2021 was marked by a significant increase of applications for international protection (10,999 applicants, i.e. +212 per cent compared to 2020), arrivals (10,799, i.e. +210 per cent) and pending cases (7,556, i.e. +243 per cent). The increase of applications and arrivals seem to be linked to the regime change in Afghanistan in summer of 2021, the dire security situation in Northern Iraq as well as the political and economic instability in the neighboring Turkey. Bulgaria lacks safe and legal routes for people seeking protection, national border arrangements aims to prevent irregular entries, and pushback practices continue to be widespread. In 2021, the national border monitoring mechanism registered 2,513 alleged pushback incidents, affecting a total of 44,988 individuals.

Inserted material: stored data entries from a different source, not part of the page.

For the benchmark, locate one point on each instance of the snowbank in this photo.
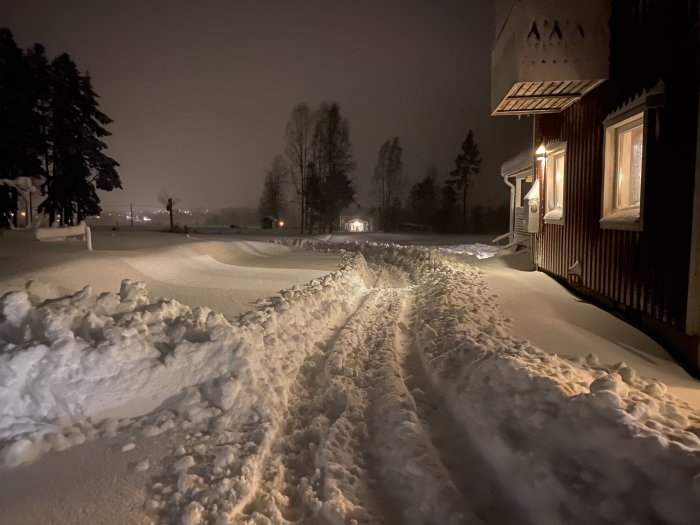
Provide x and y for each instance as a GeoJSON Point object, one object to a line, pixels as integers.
{"type": "Point", "coordinates": [577, 441]}
{"type": "Point", "coordinates": [286, 412]}
{"type": "Point", "coordinates": [81, 358]}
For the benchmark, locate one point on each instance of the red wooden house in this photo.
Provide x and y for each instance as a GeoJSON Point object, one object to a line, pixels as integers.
{"type": "Point", "coordinates": [613, 88]}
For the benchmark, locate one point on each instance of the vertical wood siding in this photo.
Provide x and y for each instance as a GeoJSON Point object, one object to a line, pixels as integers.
{"type": "Point", "coordinates": [645, 271]}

Discriminatory practices have further been reported in the decision-making process. Nationalities originating from certain countries such as Algeria, Morocco Tunisia and Bangladesh are systematically rejected as manifestly unfounded under the accelerated procedure. Turkish and Afghan nationals also faced very low recognition rates – 8 and 10 per cent respectively. While the examination of Afghan cases is likely to change in 2022, most of the subsequent applications lodged by Afghan nationals after August 2021 were considered as inadmissible by the national asylum agency as of the end of 2021. At second instance, the effectiveness of the judicial system remains heavily criticised due to the lack of expertise and experience of the responsible Section of the Supreme Administrative Court. 82 per cent of all appeals lodged at second instance were rejected in 2021.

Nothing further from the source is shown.